Untuk membangun Infrastruktur, Pemerintah memerlukan dukungan dari seluruh stakeholder Konstruksi termasuk Lembaga Pengembangan Jasa Konstruksi (LPJK). “Pemerintah butuh LPJK, begitu juga sebaliknya. Kita harus saling memberi masukan untuk kemajuan sektor konstruksi”, demikian disampaikan Dirjen Bina Konstruksi Kementerian PUPR Syarif Burhanuddin saat memberikan pengarahan pada Forum Pertemuan Dirjen Bina Konstruksi dengan Ketua LPJK Provinsi seluruh Indonesia, Kamis (7/12) di Tangerang.
Untuk membangun Infrastruktur, Pemerintah memerlukan dukungan dari seluruh stakeholder Konstruksi termasuk Lembaga Pengembangan Jasa Konstruksi (LPJK). “Pemerintah butuh LPJK, begitu juga sebaliknya. Kita harus saling memberi masukan untuk kemajuan sektor konstruksi”, demikian disampaikan Dirjen Bina Konstruksi Kementerian PUPR Syarif Burhanuddin saat memberikan pengarahan pada Forum Pertemuan Dirjen Bina Konstruksi dengan Ketua LPJK Provinsi seluruh Indonesia, Kamis (7/12) di Tangerang.
Untuk itulah Pemerintah menaruh harapan besar kepada LPJK agar menjadi motor penggerak peningkatan kompetensi tenaga kerja Konstruksi. Sebagaimana amanat UUJK no.2 tahun 2017 bahwa setiap tenaga kerja Konstruksi yang bekerja di bidang jasa konstruksi harus bersertifikat.
“LPJK jangan hanya fokus pada sertifikasi dan registrasi saja, tapi juga pelatihan untuk menghasilkan SDM Konstruksi yang berkualitas. Sehingga sertifikat bukan untuk alat kemenangan tapi untuk alat bukti kemampuan”, ujar Syarif.

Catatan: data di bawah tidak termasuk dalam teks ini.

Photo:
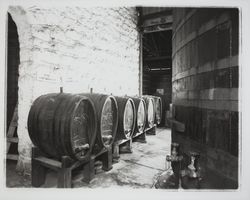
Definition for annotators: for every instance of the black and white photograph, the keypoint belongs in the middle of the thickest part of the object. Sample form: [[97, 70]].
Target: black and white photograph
[[147, 99]]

Tidak hanya itu, mengingat bahwa Ketua LPJK Provinsi dilantik oleh gubernur sedangkan Pengurus LPJK Nasional dilantik oleh Menteri PUPR, jangan berimbas pada perbedaan standar untuk sertifikasi. Seyogyanya, sertifikat yang dikeluarkan oleh LPJK Provinsi satu dengan lainnya sama dan dapat dipergunakan di seluruh provinsi. Bahkan di masa mendatang diakui pula di seluruh dunia.

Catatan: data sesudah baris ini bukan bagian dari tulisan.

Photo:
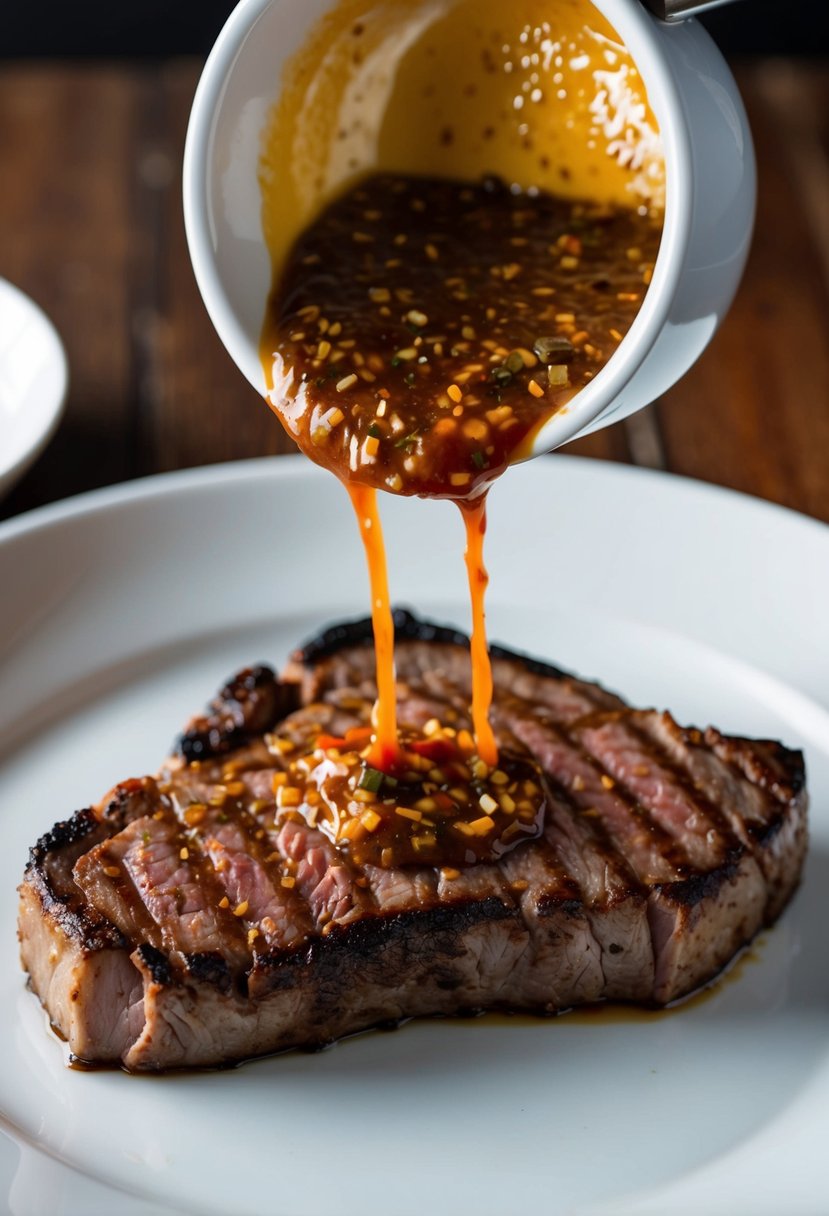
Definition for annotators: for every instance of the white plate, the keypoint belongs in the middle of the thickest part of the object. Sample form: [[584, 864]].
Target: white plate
[[123, 611], [33, 382]]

Syarif Burhanuddin mengingatkan bahwa dengan adanya MEA, tenaga kerja Konstruksi nasional bersaing langsung dengan tenaga kerja asing. Sedangkan jumlah tenaga kerja Konstruksi nasional yang sudah bersertifikat baru sekitar 10 Persen dari total sekitar 7 juta tenaga kerja. Dan kemampuan Pemerintah mencetak tenaga kerja Konstruksi bersertifikat, hanya lebih kurang 30 sampai dengan 50 ribu tenaga kerja Konstruksi per tahun.
Jumlah tersebut sangat kurang dibandingkan kebutuhan tenaga kerja Konstruksi untuk pembangunan infrastruktur. “Jangan sampai justru kesempatan ini diambil oleh tenaga kerja asing, untuk itu LPJK dan seluruh stakeholder Konstruksi harus bahu membahu membantu tugas ini”, tegas Syarif.

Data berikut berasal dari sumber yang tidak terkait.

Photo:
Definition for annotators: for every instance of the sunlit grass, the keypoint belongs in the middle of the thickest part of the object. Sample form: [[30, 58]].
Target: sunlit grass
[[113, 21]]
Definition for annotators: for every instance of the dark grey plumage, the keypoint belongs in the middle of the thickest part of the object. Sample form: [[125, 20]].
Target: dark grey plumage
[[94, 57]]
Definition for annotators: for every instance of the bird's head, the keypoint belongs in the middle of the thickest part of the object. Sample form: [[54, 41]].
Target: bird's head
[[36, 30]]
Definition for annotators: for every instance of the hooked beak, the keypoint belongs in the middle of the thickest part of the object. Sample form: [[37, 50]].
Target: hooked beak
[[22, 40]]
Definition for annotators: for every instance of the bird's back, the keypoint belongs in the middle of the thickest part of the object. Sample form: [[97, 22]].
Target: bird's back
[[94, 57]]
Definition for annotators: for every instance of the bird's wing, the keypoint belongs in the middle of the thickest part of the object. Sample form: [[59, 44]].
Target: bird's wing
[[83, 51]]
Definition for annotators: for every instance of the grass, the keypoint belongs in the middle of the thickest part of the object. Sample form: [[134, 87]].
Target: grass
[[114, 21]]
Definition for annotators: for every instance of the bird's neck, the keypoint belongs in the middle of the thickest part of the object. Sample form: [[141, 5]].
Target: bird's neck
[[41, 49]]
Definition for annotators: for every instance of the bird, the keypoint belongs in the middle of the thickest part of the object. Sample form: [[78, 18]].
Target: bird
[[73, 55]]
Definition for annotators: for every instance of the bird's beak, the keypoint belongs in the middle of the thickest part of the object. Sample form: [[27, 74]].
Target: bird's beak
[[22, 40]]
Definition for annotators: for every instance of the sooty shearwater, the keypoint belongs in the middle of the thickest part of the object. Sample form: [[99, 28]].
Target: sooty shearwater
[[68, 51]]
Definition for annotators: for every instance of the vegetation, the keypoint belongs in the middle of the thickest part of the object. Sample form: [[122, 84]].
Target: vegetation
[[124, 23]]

Pada forum ini Dirjen Bina Konstruksi berkesempatan menerima aspirasi dari ketua lpjk provinsi terkait pelaksanaan pembinaan sektor konstruksi, diantaranya seperti : belum semua provinsi memiliki perangkat daerah yang memadai untuk bidang Jasa Konstruksi, perlunya pembekalan tentang hukum kontrak konstruksi, masih rendahnya pelaksanaan K3, perlunya ketegasan Pokja pada pelaksanaan proyek konstruksi, bedan seterusnya.(tw)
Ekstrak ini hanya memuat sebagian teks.